Given the limited information available about India’s nuclear security measures, it is difficult to judge whether India’s nuclear security is capable of protecting against the threats it faces. Although India has taken significant measures to protect its nuclear sites, recent reports suggest that its nuclear security measures may be much weaker than required.
Pakistan’s PM’s Adviser on National Security Lieutenant General Nasir Khan Janjua (Retd) is of the opinion that the Western powers desire better relations with India due to a shared anti-China policy despite the fact that a peaceful region and world is in Chinese interest and China has no ill intention towards any of these countries.

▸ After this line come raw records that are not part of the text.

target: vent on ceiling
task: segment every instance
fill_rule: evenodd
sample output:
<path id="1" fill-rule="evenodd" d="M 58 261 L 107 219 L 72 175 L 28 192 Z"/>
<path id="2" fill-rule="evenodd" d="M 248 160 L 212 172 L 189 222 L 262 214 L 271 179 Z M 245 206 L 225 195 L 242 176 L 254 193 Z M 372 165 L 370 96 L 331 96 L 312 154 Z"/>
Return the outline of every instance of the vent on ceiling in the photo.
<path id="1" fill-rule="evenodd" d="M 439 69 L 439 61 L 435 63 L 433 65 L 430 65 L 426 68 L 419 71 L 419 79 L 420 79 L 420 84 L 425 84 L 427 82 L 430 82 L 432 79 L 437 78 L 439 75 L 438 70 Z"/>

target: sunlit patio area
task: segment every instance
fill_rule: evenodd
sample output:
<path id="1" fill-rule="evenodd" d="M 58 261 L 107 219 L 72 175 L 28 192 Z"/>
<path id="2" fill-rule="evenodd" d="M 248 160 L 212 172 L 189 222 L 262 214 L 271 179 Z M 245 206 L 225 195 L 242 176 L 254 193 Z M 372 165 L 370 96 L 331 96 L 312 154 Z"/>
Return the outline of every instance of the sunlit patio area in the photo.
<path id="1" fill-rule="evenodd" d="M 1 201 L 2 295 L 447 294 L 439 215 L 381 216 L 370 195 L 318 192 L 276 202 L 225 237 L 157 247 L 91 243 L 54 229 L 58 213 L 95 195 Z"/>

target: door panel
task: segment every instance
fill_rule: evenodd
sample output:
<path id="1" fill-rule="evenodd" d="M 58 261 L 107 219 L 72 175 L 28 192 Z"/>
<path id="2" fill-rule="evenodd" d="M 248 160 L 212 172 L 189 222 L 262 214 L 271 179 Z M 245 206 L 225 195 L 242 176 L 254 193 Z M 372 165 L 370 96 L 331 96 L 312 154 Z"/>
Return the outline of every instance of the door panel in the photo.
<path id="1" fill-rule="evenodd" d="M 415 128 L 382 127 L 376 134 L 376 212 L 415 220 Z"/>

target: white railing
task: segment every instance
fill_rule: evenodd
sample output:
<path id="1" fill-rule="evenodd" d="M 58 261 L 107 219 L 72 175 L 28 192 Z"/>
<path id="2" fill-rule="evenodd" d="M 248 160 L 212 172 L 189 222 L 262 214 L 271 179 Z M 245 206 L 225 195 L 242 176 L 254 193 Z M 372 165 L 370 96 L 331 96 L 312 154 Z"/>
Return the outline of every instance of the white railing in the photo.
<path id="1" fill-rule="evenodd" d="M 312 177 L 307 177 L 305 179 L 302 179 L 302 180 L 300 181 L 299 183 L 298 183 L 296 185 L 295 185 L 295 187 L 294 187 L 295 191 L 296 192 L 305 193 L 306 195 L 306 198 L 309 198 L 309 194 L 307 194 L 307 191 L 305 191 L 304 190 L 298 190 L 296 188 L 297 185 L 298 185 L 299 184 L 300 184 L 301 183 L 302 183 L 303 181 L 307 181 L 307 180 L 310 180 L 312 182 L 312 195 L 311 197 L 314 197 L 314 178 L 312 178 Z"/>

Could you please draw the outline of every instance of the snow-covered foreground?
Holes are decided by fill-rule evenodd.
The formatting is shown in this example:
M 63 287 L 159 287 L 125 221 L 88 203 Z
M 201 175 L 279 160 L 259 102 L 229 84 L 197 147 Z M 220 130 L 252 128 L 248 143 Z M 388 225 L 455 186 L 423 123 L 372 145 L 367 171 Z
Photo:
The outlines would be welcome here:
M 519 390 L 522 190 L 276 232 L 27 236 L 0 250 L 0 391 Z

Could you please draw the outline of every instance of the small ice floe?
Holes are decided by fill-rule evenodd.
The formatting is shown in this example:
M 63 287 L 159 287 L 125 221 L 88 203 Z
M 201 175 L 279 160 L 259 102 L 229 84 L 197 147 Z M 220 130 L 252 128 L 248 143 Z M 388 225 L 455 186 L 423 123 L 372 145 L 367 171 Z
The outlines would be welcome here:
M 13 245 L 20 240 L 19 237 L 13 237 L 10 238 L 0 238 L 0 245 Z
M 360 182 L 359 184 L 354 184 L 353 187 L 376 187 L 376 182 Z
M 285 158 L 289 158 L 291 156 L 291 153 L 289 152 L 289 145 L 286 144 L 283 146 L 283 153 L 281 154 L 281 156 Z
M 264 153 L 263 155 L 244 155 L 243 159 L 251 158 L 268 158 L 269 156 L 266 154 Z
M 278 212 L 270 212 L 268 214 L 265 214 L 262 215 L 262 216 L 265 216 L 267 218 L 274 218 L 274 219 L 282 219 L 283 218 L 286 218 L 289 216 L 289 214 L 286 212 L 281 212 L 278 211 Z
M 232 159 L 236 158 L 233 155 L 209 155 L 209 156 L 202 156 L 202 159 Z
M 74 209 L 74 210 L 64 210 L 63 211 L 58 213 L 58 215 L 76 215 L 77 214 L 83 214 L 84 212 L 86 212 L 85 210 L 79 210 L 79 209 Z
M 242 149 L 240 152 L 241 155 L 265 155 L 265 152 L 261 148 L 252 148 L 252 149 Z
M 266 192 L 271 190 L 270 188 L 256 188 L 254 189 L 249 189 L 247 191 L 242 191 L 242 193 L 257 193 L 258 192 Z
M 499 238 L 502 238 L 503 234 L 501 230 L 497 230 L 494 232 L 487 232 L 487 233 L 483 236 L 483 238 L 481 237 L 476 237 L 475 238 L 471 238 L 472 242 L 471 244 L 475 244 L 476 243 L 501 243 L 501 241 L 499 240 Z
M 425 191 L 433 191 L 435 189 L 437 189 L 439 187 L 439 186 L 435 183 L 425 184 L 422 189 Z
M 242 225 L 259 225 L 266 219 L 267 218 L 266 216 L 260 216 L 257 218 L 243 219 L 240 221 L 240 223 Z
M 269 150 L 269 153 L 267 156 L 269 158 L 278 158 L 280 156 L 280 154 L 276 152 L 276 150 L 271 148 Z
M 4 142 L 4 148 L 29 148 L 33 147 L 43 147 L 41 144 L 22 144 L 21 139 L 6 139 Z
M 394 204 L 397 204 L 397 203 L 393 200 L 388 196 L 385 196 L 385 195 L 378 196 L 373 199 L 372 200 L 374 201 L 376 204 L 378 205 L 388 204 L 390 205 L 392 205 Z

Janjua urge the world to shun policy of discrimination towards Pakistan and take steps to ensure strategic stability in South Asia, threatened by India’s massive defence spending. He said Pakistan is committed in the war against terrorism and extremism, adding we have made major strides to rid the country of this curse.
Obama’s reference to military doctrine also mentions India — the Indian military’s Cold Start Doctrine. Simply put, this means an immediate reaction to terrorist attack from Pakistan, by a counter punitive attack deep inside Pakistan territory. Though India has acted with restraint, the doctrine of punitive strikes is something that hard-liners in India have long favoured. This line is in tune with those who want India to have a muscular foreign policy.
Last June, when special forces of the Indian army, raided an NSCN(K) camp, by crossing the border into Myanmar, in coordination with the Air Force, to punish insurgents for a deadly ambush earlier of an Indian army convoy, there was much chest thumping in some circles. Though this has nothing to do with nuclear security, the kind of aggressive talk that emanated from India after the Myanmar operations, worried the rest of the world.
Keeping this in mind, the United States should seek to expand nuclear security cooperation with Pakistan and China as well, and should undertake nuclear security discussions and good practice exchanges with all of the countries where nuclear weapons or weapons-usable nuclear materials exist, including both developed and developing countries.